Rewilding Culture - Feral Labs Node Book #1 | just fresh from the press

Our friends from the Feral Labs Network have just summarized and reflected on the last 2 years of co-organizing summer-camps, hack-labs, field trips and other modes of temporary labs for transdisciplinary research and collaborations in remote areas.

https://www.ferallabs.net/publication/

Some Quotes from the introduction (by Uros Veber):

By design, Feral Labs are of transdisciplinary nature and discern no clash in focusing on production of cultural artefacts and philosophy, hacking and tinkering with technology, sensing environmental data, creatin educational content and addressing resilience by investigating environmental and technological challenges, all within the same event framework.

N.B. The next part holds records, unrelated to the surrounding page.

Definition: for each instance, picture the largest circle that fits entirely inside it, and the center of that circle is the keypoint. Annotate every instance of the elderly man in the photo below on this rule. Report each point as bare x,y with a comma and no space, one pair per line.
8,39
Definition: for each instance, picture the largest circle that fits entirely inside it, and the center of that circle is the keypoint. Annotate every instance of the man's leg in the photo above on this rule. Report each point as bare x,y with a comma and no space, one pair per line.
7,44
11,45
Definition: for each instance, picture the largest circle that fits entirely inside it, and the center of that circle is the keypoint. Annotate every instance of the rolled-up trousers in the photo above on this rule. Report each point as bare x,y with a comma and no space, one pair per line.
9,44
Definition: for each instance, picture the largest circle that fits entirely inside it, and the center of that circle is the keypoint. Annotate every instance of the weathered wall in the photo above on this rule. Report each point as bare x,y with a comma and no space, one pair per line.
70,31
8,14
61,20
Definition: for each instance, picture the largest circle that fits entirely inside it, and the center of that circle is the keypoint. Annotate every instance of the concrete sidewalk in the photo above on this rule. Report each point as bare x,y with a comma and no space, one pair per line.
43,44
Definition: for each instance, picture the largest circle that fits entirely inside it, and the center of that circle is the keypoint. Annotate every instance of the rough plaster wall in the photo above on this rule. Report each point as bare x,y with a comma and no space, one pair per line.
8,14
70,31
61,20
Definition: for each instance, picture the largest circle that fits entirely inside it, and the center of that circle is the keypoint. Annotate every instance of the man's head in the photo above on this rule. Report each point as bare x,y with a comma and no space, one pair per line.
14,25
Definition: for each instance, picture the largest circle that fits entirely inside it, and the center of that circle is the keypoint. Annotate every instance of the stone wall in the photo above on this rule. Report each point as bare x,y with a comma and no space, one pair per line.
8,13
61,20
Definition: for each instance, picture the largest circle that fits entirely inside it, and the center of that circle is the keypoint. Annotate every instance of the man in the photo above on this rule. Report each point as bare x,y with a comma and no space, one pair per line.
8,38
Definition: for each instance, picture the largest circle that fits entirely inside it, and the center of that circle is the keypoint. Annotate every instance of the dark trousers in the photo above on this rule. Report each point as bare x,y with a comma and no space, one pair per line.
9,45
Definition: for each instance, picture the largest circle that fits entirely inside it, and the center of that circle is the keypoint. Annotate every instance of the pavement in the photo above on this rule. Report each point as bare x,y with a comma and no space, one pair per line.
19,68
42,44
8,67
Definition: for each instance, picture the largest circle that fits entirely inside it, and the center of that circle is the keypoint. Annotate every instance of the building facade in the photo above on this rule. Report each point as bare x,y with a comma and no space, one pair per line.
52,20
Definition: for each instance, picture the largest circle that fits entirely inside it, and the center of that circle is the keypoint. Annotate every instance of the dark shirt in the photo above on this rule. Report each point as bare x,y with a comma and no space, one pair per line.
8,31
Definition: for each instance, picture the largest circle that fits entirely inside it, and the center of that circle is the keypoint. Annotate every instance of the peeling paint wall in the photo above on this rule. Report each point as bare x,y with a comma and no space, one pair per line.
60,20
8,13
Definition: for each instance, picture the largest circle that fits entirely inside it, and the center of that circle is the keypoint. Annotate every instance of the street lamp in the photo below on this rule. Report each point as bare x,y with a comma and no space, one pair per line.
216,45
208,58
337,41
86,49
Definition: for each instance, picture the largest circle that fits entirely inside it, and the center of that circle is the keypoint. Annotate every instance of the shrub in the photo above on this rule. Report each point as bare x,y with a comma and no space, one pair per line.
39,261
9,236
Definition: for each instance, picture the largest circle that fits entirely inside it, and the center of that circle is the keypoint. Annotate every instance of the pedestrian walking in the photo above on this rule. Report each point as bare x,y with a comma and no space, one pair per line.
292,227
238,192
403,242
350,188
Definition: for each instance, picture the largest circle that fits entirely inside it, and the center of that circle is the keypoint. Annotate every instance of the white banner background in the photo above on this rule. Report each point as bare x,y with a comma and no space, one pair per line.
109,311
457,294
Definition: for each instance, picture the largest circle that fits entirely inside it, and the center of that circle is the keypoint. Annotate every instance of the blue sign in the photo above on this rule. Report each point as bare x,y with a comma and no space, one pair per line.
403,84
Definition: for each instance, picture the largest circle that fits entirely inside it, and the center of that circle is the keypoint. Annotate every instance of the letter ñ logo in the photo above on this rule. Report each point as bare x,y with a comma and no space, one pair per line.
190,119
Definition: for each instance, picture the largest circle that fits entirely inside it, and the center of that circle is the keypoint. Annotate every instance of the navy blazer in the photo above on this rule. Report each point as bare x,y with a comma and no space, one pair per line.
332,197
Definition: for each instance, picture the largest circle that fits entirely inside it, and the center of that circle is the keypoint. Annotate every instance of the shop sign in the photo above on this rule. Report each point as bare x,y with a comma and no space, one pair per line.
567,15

Feral Labs rely on and subscribe to the ethos of open and free software and hardware as harboured by the Free and Open Source movements.

Whole new worlds opened once the notion of hacking became less bound to computing; hacking moved beyond artificial life, beyond simulation, it reached further with the hybridisation of the electronic and the biological and then moved beyond that. Hack everything: hack money, hack food, hack bacterial colonies, hack you, hack life!

And thanks for the credits:

We also wish to acknowledge the wider network beyond our immediate group, the beacons, inspirations and friends, who build similar vessels and navigate similar waters as the Feral Labs Network: The Dinacons, organised by Andy Quitmeyer, Tanseem Khan and L. Wilkins, Homemade, organised by SGMK and Oki Wonder Lab by Hackteria, Lab Kill Lab and STWST 48H Linz curated by Shu Lea Cheang.